WFS;129373 wrote: Also, if you are working under their TAX ID, you may fall under the PTA, not PTO classification. There is a difference. PTO works as a partner with the board of education, but PTA is an association and connected more.
You're too polite, Tim. wfs is confused. That's not how to define the difference between PTO and PTA. Tax id really doesn't have anything to do with it. PTA refers to membership in a national organization with dues, rules and policies of their own, which apply to their school-level chapters. A parent group can't call itself a PTA unless it is formally affiliated with National PTA. PTA groups would not have their money held under a school's tax id.
"PTO" is a generic term that applies to any parent school group the is NOT formally affiliated with National PTA. There is no "official" definition of a PTO. Some groups that use the PTO label are committees of the school and thus run all the finances thru the school. But I think most PTOs are independent of the school (at least financially) and have their own tax id #. Maybe some PTOs "partner with the board of education", but I haven't personally seen that relationship. It's definately not a given simply because a group uses the PTO label.

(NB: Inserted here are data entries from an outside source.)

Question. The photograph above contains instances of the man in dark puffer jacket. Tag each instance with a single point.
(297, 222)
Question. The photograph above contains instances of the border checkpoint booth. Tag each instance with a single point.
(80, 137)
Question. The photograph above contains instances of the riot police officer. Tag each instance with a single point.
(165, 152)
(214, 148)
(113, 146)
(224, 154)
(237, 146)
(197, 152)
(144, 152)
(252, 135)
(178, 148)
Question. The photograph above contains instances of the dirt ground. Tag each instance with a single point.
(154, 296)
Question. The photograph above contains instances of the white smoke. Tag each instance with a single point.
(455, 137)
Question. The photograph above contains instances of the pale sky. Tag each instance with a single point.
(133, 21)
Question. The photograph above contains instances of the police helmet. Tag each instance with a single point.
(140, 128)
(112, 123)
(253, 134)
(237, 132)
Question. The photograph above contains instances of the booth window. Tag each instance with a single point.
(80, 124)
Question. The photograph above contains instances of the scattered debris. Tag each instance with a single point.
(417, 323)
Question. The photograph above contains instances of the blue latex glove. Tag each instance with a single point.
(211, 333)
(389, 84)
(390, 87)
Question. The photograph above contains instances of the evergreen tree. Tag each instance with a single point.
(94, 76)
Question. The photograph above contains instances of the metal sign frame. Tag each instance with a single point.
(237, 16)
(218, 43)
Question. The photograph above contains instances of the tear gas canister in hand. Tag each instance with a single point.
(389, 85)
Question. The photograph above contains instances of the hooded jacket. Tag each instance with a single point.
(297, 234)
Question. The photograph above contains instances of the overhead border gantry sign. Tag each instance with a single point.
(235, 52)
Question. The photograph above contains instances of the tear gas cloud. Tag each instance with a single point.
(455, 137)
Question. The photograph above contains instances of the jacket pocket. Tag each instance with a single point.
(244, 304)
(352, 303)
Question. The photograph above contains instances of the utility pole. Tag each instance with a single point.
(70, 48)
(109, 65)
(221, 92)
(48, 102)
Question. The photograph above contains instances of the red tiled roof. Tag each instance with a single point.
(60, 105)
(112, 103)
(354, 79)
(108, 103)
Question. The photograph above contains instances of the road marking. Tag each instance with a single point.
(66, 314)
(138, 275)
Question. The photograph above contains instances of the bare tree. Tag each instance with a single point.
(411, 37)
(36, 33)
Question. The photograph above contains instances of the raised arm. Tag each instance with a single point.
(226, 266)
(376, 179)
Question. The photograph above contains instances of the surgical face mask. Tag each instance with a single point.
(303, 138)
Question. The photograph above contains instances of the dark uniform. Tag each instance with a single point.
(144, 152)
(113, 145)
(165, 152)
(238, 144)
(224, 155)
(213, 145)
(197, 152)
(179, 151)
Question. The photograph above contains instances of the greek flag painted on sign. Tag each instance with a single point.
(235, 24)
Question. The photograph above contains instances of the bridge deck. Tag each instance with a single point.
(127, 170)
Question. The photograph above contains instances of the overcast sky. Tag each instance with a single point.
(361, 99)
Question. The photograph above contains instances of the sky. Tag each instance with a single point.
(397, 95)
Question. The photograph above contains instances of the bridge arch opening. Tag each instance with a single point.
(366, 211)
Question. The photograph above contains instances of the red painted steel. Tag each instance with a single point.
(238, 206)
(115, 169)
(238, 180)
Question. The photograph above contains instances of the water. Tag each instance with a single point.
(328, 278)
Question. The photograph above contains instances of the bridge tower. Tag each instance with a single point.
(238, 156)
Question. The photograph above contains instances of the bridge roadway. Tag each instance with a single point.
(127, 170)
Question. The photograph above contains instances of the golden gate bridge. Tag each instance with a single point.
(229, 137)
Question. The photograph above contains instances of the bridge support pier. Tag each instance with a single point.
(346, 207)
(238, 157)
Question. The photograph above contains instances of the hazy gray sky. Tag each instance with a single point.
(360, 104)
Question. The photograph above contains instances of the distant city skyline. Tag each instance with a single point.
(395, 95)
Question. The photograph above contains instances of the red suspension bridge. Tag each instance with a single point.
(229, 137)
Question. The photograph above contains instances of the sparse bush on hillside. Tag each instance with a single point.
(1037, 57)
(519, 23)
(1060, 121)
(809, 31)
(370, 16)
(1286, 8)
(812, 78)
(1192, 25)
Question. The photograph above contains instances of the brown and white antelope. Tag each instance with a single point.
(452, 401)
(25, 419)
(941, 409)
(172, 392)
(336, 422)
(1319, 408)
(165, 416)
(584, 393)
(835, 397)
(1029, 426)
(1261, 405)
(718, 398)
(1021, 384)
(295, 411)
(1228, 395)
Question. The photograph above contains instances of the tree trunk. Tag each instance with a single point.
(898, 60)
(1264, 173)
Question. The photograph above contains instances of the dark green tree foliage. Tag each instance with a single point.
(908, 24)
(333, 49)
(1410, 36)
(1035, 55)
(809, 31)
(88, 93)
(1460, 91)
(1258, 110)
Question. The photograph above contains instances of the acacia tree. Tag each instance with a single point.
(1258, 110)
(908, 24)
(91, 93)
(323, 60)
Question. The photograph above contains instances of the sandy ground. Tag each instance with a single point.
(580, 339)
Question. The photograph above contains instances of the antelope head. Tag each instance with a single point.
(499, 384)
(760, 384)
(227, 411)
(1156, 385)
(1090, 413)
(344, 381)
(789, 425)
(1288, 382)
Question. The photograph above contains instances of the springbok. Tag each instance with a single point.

Back to Lynnfield's original question...you're a preschool, right? So kids are there for maybe 2 years, right? So parent turnover is pretty quick, right? In that case, I'd be inclined to set up the parent group as a committee of the preschool and raise the funds under the school's tax id number. This is a long-term project that I assume is a priority for the school as well as the parents. I'd feel secure that the money would stay earmarked for playground improvement in the preschool's budget. I remember reading here once that a specified fundraiser like a playground project is an implied contract with your donors, and you just can't arbitrarilly redirect the money later to some other project. (I'm not an attorney, though, so I don't know if that's true,)
Setting up a formal independent parent group might not be practical for a school with short parent involvement.